Ladies and Gentlemen:

        As set forth in the Registration Statement on Form S-4 (the
"Registration Statement") filed by Halliburton Company, a Delaware corporation
(the "Company"), with the Securities and Exchange Commission (the "Commission")
under the Securities Act of 1933, as amended (the "Act"), relating to the
registration under the Act of (i) $300 million aggregate principal amount of
Senior Notes due 2005 (the "New Floating Rate Notes") to be offered by the
Company in exchange for a like principal amount of its issued and outstanding
Senior Notes due 2005 (the "Outstanding Floating Rate Notes") and (ii) $750
million aggregate principal amount of 5 1/2% Senior Notes due 2010 (the "New
Fixed Rate Notes" and, together with the New Floating Rate Notes, the "New
Notes") to be offered by the Company in exchange (together with the exchange
described in (i) above, the "Exchange Offer") for a like principal amount of its
issued and outstanding 5 1/2% Senior Notes due 2010 (the "Outstanding Fixed Rate
Notes" and, together with the Outstanding Floating Rate Notes, the "Outstanding
Notes"), we are passing upon certain legal matters in connection with the New
Notes for the Company. The New Notes are to be issued under an Indenture dated
as of October 17, 2003 between the Company and JPMorgan Chase Bank, as trustee,
as supplemented by that certain First Supplemental Indenture thereto dated as of
October 17, 2003 (as so supplemented, the "Indenture"). At your request, this
opinion is being furnished to you for filing as Exhibit 5.1 to the Registration
Statement.

        In our capacity as counsel to the Company in connection with the matters
referred to above, we have examined the Restated Certificate of Incorporation
and Bylaws of the Company, each as amended to date, the Indenture, the form of
the New Notes and the originals, or copies certified or otherwise identified,
of corporate records of the Company furnished to us by the Company, certificates
of public officials and of representatives of the Company, statutes and other
instruments and documents as a basis for the opinions hereinafter expressed. In
giving such opinion, we have relied upon certificates of officers of the Company
with respect to the accuracy of the material factual matters contained in such
certificates.

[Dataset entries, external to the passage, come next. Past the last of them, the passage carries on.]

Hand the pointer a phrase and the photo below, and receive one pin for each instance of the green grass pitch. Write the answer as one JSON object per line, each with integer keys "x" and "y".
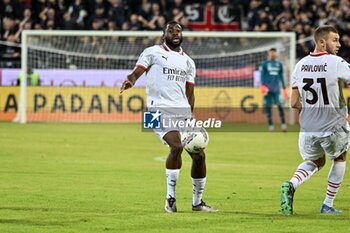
{"x": 110, "y": 178}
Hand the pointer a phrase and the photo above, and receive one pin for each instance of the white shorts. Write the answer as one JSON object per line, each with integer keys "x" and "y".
{"x": 313, "y": 147}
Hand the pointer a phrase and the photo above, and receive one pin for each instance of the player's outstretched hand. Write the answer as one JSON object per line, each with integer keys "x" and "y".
{"x": 126, "y": 85}
{"x": 264, "y": 90}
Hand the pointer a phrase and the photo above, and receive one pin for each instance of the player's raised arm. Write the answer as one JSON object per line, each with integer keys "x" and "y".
{"x": 131, "y": 79}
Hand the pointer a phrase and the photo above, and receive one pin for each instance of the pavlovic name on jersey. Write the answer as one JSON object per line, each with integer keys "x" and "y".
{"x": 317, "y": 78}
{"x": 167, "y": 73}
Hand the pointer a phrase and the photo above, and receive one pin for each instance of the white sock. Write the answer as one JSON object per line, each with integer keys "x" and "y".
{"x": 335, "y": 177}
{"x": 171, "y": 178}
{"x": 198, "y": 189}
{"x": 303, "y": 173}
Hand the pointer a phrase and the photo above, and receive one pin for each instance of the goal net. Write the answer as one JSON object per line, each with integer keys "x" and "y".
{"x": 81, "y": 72}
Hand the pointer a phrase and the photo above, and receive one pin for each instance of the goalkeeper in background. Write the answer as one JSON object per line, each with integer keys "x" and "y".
{"x": 271, "y": 75}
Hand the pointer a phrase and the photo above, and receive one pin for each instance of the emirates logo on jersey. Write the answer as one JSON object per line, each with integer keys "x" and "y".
{"x": 175, "y": 74}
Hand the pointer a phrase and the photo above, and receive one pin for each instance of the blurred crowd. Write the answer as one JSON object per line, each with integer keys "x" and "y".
{"x": 300, "y": 16}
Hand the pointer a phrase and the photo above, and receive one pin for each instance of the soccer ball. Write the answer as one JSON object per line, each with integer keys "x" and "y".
{"x": 195, "y": 141}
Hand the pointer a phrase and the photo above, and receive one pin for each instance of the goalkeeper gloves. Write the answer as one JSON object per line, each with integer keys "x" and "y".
{"x": 285, "y": 93}
{"x": 264, "y": 90}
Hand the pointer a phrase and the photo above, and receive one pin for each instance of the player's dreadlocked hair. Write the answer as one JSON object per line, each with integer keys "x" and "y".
{"x": 173, "y": 22}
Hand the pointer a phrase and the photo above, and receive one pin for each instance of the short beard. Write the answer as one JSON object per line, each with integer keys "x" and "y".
{"x": 171, "y": 44}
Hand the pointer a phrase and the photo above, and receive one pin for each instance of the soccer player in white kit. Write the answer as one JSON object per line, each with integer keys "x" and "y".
{"x": 170, "y": 78}
{"x": 317, "y": 93}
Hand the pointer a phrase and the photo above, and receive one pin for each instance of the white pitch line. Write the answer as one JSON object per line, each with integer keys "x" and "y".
{"x": 160, "y": 158}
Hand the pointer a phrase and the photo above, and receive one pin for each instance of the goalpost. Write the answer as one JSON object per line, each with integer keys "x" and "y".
{"x": 81, "y": 73}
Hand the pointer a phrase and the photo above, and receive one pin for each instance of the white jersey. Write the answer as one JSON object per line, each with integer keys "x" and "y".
{"x": 167, "y": 73}
{"x": 319, "y": 80}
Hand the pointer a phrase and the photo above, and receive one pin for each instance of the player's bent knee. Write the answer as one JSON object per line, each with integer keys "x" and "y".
{"x": 320, "y": 162}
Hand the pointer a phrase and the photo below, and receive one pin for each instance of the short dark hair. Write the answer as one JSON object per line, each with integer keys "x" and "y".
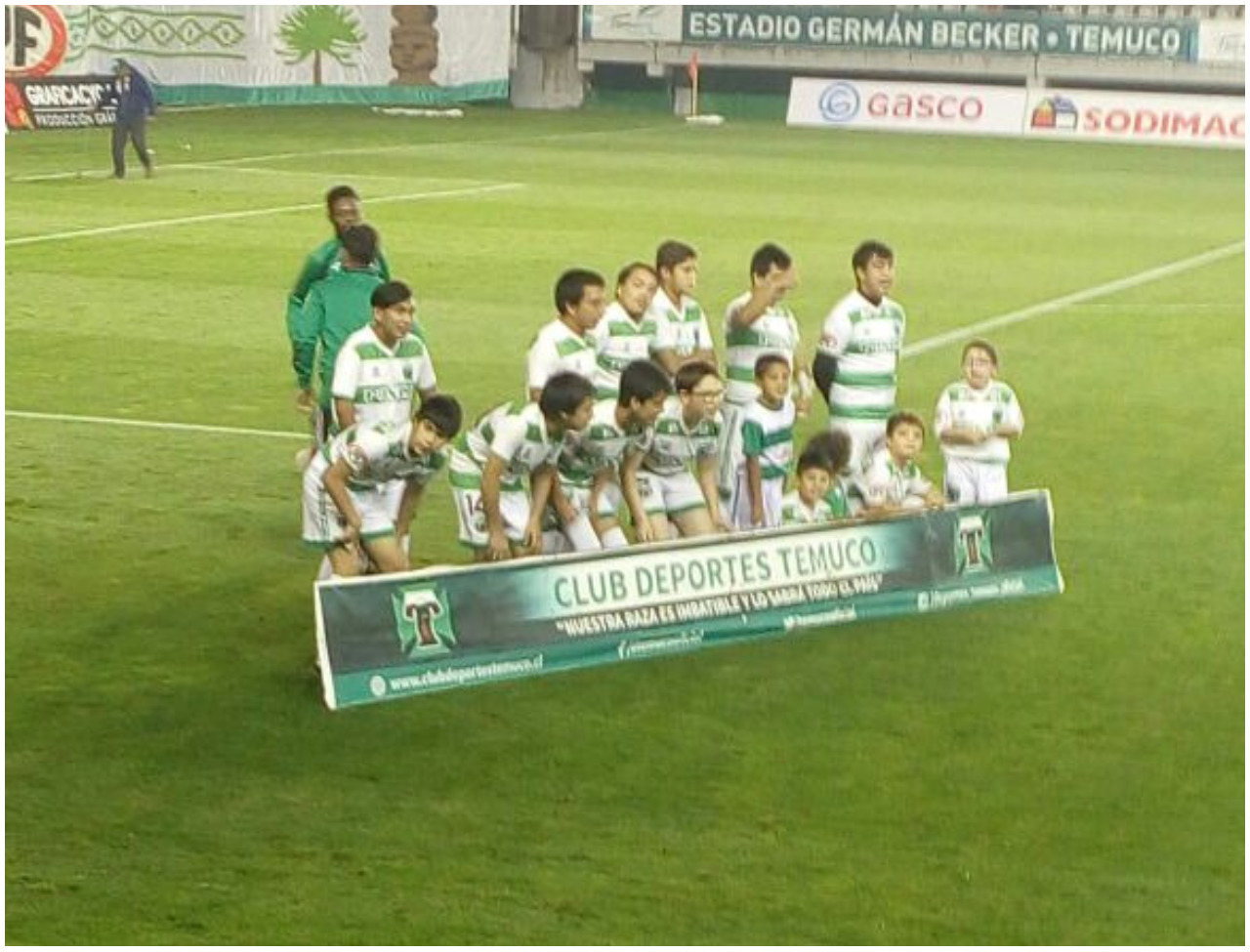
{"x": 391, "y": 294}
{"x": 813, "y": 459}
{"x": 360, "y": 241}
{"x": 444, "y": 412}
{"x": 902, "y": 416}
{"x": 642, "y": 380}
{"x": 336, "y": 193}
{"x": 767, "y": 256}
{"x": 867, "y": 250}
{"x": 690, "y": 372}
{"x": 767, "y": 360}
{"x": 572, "y": 284}
{"x": 563, "y": 393}
{"x": 626, "y": 272}
{"x": 833, "y": 446}
{"x": 670, "y": 254}
{"x": 980, "y": 344}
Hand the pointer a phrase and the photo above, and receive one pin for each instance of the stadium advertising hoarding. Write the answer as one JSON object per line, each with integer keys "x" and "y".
{"x": 905, "y": 106}
{"x": 57, "y": 103}
{"x": 385, "y": 638}
{"x": 1150, "y": 117}
{"x": 280, "y": 54}
{"x": 1001, "y": 34}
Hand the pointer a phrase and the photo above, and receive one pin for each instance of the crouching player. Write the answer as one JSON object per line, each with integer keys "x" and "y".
{"x": 590, "y": 463}
{"x": 657, "y": 483}
{"x": 892, "y": 479}
{"x": 491, "y": 461}
{"x": 347, "y": 486}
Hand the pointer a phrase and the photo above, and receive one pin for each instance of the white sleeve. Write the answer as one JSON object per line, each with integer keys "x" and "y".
{"x": 942, "y": 419}
{"x": 835, "y": 334}
{"x": 541, "y": 365}
{"x": 509, "y": 436}
{"x": 347, "y": 374}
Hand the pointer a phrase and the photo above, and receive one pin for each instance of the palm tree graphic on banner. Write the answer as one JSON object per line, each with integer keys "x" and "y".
{"x": 315, "y": 30}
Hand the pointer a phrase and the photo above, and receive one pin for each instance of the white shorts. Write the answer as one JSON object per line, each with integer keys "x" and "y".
{"x": 324, "y": 526}
{"x": 865, "y": 436}
{"x": 970, "y": 481}
{"x": 771, "y": 491}
{"x": 514, "y": 505}
{"x": 672, "y": 495}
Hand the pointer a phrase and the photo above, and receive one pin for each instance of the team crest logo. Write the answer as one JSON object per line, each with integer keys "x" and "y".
{"x": 973, "y": 553}
{"x": 423, "y": 620}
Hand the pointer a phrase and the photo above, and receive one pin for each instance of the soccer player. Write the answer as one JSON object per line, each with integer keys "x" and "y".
{"x": 978, "y": 418}
{"x": 384, "y": 363}
{"x": 892, "y": 479}
{"x": 758, "y": 322}
{"x": 563, "y": 344}
{"x": 343, "y": 206}
{"x": 345, "y": 486}
{"x": 625, "y": 334}
{"x": 657, "y": 483}
{"x": 336, "y": 308}
{"x": 682, "y": 326}
{"x": 857, "y": 356}
{"x": 808, "y": 504}
{"x": 768, "y": 446}
{"x": 505, "y": 447}
{"x": 590, "y": 463}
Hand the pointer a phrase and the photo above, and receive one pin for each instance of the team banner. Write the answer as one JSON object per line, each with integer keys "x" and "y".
{"x": 1004, "y": 32}
{"x": 262, "y": 54}
{"x": 393, "y": 636}
{"x": 58, "y": 103}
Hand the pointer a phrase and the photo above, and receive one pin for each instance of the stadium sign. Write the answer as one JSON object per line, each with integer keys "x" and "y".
{"x": 1001, "y": 34}
{"x": 58, "y": 103}
{"x": 385, "y": 638}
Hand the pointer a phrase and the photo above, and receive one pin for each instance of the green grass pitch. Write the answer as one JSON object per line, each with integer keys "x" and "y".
{"x": 1058, "y": 771}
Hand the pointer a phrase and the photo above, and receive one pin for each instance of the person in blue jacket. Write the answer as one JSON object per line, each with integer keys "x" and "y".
{"x": 134, "y": 99}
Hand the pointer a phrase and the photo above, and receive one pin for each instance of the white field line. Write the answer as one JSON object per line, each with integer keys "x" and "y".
{"x": 924, "y": 347}
{"x": 360, "y": 150}
{"x": 254, "y": 213}
{"x": 1089, "y": 294}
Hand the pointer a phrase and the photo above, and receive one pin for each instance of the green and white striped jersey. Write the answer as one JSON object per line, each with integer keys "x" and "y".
{"x": 769, "y": 435}
{"x": 674, "y": 445}
{"x": 376, "y": 454}
{"x": 965, "y": 407}
{"x": 680, "y": 327}
{"x": 619, "y": 340}
{"x": 603, "y": 443}
{"x": 866, "y": 340}
{"x": 797, "y": 513}
{"x": 516, "y": 434}
{"x": 382, "y": 381}
{"x": 884, "y": 481}
{"x": 775, "y": 331}
{"x": 558, "y": 349}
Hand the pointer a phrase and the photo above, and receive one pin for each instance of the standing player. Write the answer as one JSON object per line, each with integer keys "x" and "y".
{"x": 768, "y": 447}
{"x": 657, "y": 483}
{"x": 491, "y": 461}
{"x": 343, "y": 206}
{"x": 384, "y": 363}
{"x": 857, "y": 357}
{"x": 589, "y": 465}
{"x": 345, "y": 486}
{"x": 563, "y": 344}
{"x": 682, "y": 326}
{"x": 758, "y": 322}
{"x": 336, "y": 307}
{"x": 626, "y": 332}
{"x": 977, "y": 419}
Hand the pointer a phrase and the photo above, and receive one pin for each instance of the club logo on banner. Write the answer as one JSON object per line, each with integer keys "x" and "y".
{"x": 423, "y": 620}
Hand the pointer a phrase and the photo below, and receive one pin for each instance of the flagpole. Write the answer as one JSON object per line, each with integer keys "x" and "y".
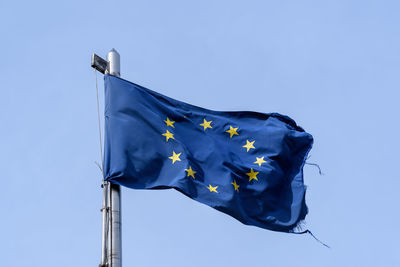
{"x": 114, "y": 254}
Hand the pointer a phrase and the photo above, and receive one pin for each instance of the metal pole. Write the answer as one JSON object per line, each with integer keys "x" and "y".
{"x": 105, "y": 217}
{"x": 114, "y": 254}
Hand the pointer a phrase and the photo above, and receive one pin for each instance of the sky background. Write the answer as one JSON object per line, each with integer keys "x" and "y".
{"x": 333, "y": 66}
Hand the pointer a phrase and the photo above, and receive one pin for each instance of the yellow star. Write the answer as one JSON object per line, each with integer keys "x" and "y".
{"x": 249, "y": 145}
{"x": 232, "y": 131}
{"x": 260, "y": 161}
{"x": 190, "y": 172}
{"x": 206, "y": 124}
{"x": 175, "y": 157}
{"x": 252, "y": 175}
{"x": 168, "y": 135}
{"x": 235, "y": 185}
{"x": 170, "y": 123}
{"x": 212, "y": 188}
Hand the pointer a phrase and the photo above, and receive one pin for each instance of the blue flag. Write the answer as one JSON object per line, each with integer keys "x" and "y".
{"x": 246, "y": 164}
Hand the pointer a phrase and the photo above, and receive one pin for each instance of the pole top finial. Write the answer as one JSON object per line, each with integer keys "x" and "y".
{"x": 113, "y": 59}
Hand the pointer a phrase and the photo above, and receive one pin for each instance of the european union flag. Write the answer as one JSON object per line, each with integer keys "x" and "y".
{"x": 246, "y": 164}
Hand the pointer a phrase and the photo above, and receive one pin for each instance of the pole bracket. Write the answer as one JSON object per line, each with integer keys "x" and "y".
{"x": 99, "y": 63}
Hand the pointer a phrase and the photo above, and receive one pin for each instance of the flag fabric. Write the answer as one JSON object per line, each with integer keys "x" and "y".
{"x": 246, "y": 164}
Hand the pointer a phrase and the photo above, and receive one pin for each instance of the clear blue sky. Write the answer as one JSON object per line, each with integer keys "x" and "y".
{"x": 333, "y": 66}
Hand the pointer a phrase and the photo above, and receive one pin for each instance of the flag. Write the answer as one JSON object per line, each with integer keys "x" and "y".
{"x": 246, "y": 164}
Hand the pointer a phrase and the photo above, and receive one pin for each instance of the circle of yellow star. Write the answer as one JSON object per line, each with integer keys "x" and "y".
{"x": 249, "y": 145}
{"x": 252, "y": 175}
{"x": 232, "y": 131}
{"x": 175, "y": 157}
{"x": 235, "y": 185}
{"x": 168, "y": 135}
{"x": 206, "y": 124}
{"x": 190, "y": 172}
{"x": 260, "y": 161}
{"x": 212, "y": 188}
{"x": 170, "y": 123}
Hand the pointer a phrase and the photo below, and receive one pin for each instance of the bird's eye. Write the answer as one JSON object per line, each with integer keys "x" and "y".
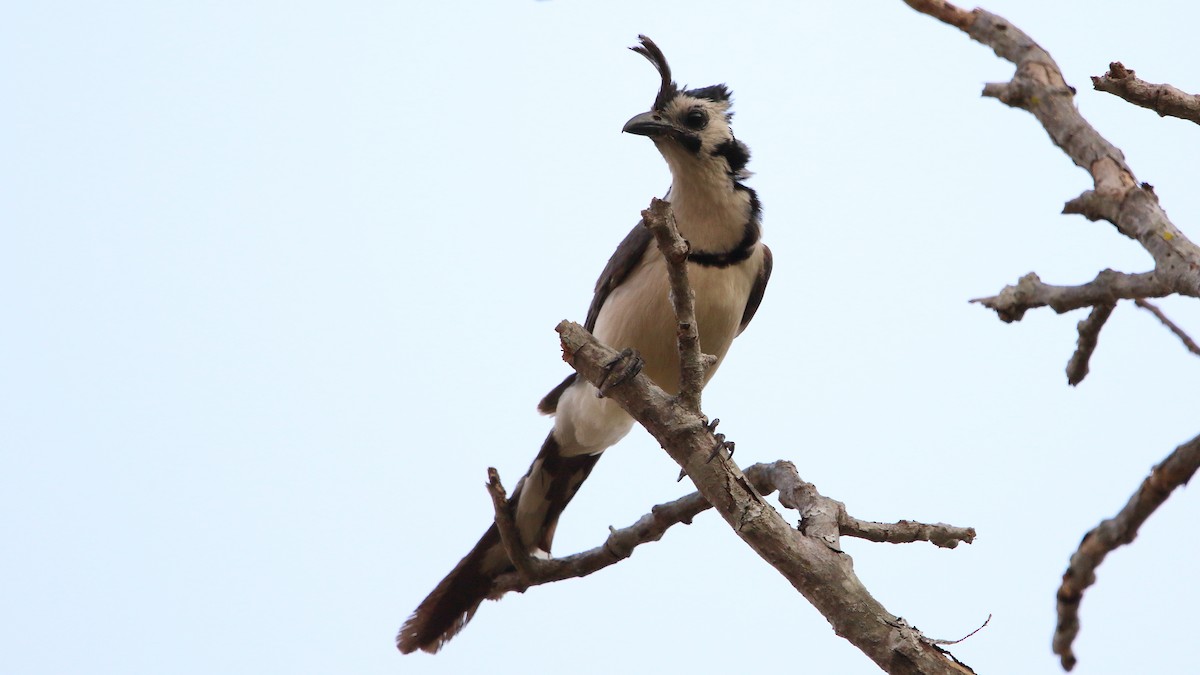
{"x": 695, "y": 119}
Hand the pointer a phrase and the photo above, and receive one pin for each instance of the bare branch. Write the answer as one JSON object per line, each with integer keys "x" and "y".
{"x": 509, "y": 533}
{"x": 618, "y": 547}
{"x": 766, "y": 478}
{"x": 828, "y": 518}
{"x": 819, "y": 571}
{"x": 1107, "y": 288}
{"x": 659, "y": 219}
{"x": 1089, "y": 335}
{"x": 1038, "y": 87}
{"x": 1179, "y": 332}
{"x": 1176, "y": 470}
{"x": 1163, "y": 99}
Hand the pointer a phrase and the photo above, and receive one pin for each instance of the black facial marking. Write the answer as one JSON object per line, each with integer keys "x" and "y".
{"x": 735, "y": 153}
{"x": 717, "y": 93}
{"x": 690, "y": 142}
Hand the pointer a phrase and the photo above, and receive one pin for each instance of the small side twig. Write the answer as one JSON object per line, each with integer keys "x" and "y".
{"x": 1176, "y": 470}
{"x": 1163, "y": 99}
{"x": 1170, "y": 326}
{"x": 1109, "y": 286}
{"x": 821, "y": 512}
{"x": 509, "y": 533}
{"x": 1089, "y": 336}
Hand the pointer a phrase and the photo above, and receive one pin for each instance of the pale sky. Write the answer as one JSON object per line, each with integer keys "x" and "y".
{"x": 280, "y": 284}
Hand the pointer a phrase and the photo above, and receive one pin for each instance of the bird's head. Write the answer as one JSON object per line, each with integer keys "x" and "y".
{"x": 690, "y": 126}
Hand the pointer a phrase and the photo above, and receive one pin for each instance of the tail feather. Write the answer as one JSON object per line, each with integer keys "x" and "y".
{"x": 451, "y": 604}
{"x": 537, "y": 503}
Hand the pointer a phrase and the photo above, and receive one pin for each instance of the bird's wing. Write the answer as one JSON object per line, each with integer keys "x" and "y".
{"x": 757, "y": 290}
{"x": 627, "y": 256}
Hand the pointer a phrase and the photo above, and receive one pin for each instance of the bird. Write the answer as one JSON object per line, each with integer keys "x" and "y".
{"x": 727, "y": 266}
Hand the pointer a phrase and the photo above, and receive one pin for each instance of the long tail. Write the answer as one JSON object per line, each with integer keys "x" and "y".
{"x": 538, "y": 501}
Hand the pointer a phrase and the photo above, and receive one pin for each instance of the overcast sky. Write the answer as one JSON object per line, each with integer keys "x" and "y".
{"x": 279, "y": 284}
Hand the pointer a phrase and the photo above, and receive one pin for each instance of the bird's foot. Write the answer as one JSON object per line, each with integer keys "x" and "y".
{"x": 721, "y": 444}
{"x": 619, "y": 370}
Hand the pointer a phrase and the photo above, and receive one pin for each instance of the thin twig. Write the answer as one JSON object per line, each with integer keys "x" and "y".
{"x": 1089, "y": 336}
{"x": 659, "y": 219}
{"x": 1176, "y": 470}
{"x": 1170, "y": 326}
{"x": 509, "y": 533}
{"x": 1163, "y": 99}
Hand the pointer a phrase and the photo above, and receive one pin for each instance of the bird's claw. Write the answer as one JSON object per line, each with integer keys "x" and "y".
{"x": 721, "y": 444}
{"x": 621, "y": 369}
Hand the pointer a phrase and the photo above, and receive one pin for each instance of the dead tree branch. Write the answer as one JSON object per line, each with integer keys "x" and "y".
{"x": 1089, "y": 336}
{"x": 1170, "y": 326}
{"x": 1039, "y": 88}
{"x": 1163, "y": 99}
{"x": 766, "y": 478}
{"x": 1176, "y": 470}
{"x": 809, "y": 560}
{"x": 659, "y": 219}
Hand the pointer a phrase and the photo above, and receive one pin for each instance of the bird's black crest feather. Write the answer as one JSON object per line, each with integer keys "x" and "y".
{"x": 669, "y": 89}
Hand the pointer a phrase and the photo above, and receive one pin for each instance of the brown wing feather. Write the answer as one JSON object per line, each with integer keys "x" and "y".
{"x": 757, "y": 290}
{"x": 623, "y": 261}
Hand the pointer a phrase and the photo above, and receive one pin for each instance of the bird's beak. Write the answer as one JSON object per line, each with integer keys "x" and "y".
{"x": 649, "y": 124}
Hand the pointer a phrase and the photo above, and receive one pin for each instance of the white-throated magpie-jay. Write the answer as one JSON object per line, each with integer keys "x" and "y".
{"x": 729, "y": 268}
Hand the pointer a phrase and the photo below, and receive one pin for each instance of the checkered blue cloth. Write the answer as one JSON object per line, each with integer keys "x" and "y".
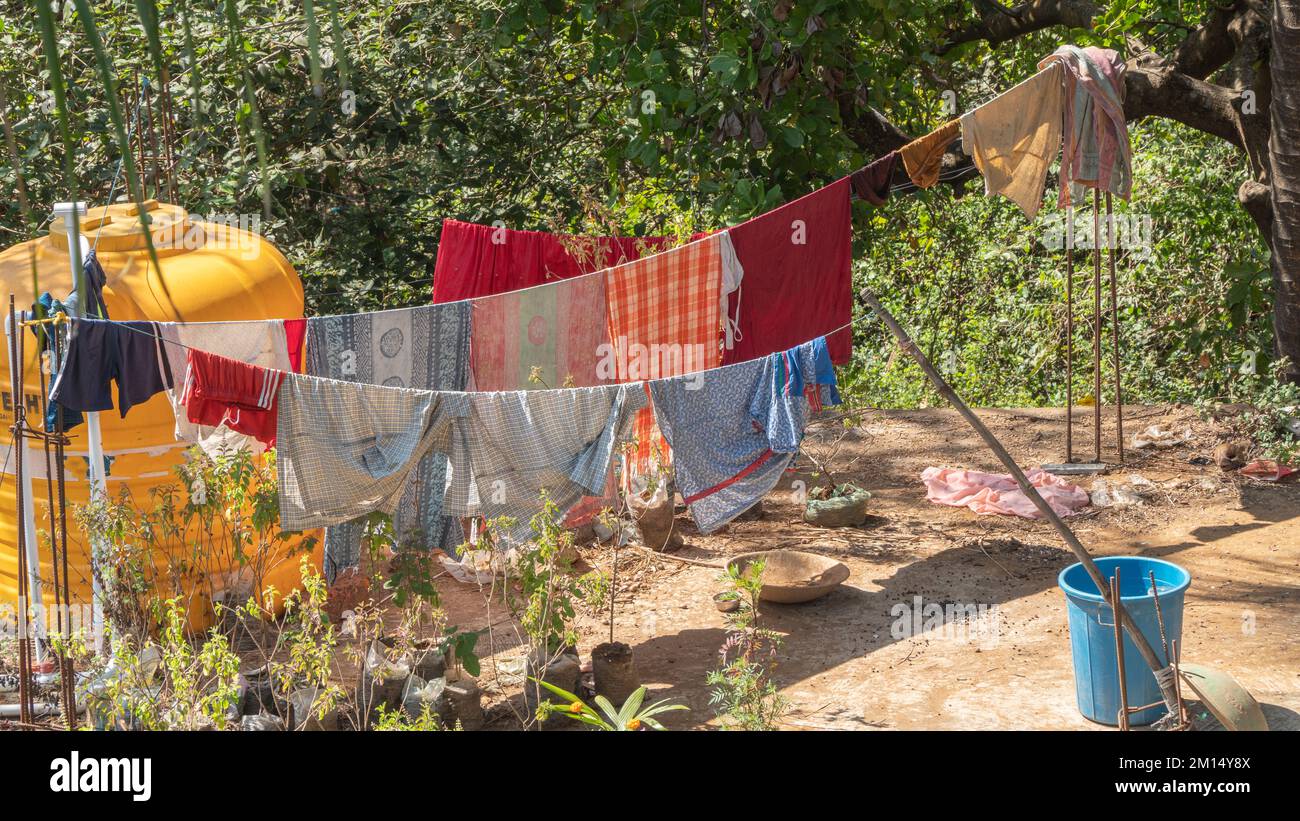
{"x": 512, "y": 444}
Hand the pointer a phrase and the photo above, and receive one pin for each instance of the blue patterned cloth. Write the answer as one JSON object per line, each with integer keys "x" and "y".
{"x": 424, "y": 348}
{"x": 512, "y": 444}
{"x": 735, "y": 430}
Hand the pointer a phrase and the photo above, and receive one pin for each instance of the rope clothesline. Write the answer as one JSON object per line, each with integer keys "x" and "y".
{"x": 126, "y": 325}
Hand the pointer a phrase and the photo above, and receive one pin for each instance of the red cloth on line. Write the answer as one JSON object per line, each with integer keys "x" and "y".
{"x": 295, "y": 334}
{"x": 798, "y": 278}
{"x": 225, "y": 391}
{"x": 484, "y": 260}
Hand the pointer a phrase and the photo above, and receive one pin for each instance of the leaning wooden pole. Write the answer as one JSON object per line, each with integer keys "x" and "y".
{"x": 1144, "y": 648}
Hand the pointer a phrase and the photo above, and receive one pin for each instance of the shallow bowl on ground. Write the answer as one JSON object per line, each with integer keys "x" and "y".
{"x": 791, "y": 577}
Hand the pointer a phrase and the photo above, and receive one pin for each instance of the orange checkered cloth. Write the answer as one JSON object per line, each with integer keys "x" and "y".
{"x": 664, "y": 321}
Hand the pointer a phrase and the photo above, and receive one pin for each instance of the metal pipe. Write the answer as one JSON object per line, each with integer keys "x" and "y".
{"x": 1026, "y": 487}
{"x": 65, "y": 664}
{"x": 18, "y": 486}
{"x": 1117, "y": 595}
{"x": 1096, "y": 328}
{"x": 94, "y": 435}
{"x": 1114, "y": 330}
{"x": 1069, "y": 334}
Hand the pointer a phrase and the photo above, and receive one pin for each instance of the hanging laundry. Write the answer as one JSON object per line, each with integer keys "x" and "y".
{"x": 923, "y": 157}
{"x": 557, "y": 330}
{"x": 252, "y": 342}
{"x": 95, "y": 279}
{"x": 295, "y": 342}
{"x": 999, "y": 492}
{"x": 347, "y": 448}
{"x": 424, "y": 348}
{"x": 1014, "y": 137}
{"x": 100, "y": 352}
{"x": 225, "y": 392}
{"x": 510, "y": 446}
{"x": 798, "y": 274}
{"x": 1096, "y": 152}
{"x": 664, "y": 322}
{"x": 481, "y": 260}
{"x": 871, "y": 183}
{"x": 736, "y": 433}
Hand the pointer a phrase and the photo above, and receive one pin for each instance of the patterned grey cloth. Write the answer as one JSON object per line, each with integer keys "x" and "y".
{"x": 515, "y": 443}
{"x": 425, "y": 348}
{"x": 346, "y": 450}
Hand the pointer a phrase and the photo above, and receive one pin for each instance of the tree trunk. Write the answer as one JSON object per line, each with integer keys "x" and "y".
{"x": 1285, "y": 157}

We have assumed that all signatures on documents examined by us
are genuine, all documents submitted to us are

authentic and all documents submitted as certified or photostatic copies conform
to the originals thereof.

        On the basis of the foregoing, and subject to the assumptions,
limitations and qualifications set forth herein, we are of the opinion that when
(i) the Registration Statement has become effective under the Act and the
Indenture has been qualified under the Trust Indenture Act of 1939, as amended,
and (ii) the New Notes have been duly executed, authenticated and delivered in
accordance with the provisions of the Indenture and issued in exchange for
Outstanding Notes pursuant to, and in accordance with the terms of, the Exchange
Offer as contemplated in the Registration Statement, the New Notes will
constitute legal, valid and binding obligations of the Company, enforceable
against it in accordance with their terms, except to the extent that the
enforceability thereof may be limited by bankruptcy, fraudulent conveyance,
insolvency, reorganization, moratorium or other laws relating to or affecting
creditors' rights generally and by general principles of equity and public
policy (regardless of whether such enforceability is considered in a proceeding
in equity or at law).

        The opinion set forth above is based on and limited in all respects to
matters of the federal laws of the United States, the General Corporation Law of
the State of Delaware and the laws of the State of New York, each as currently
in effect.

        We hereby consent to the filing of this opinion of counsel as Exhibit
5.1 to the Registration Statement and to the reference to our Firm under the
heading "Legal Matters" in the prospectus forming a part of the Registration
Statement. In giving this consent, we do not hereby admit that we are in the
category of persons whose consent is required under Section 7 of the Act or the
rules and regulations of the Commission thereunder.

                                    Very truly yours,

                                    BAKER BOTTS L.L.P.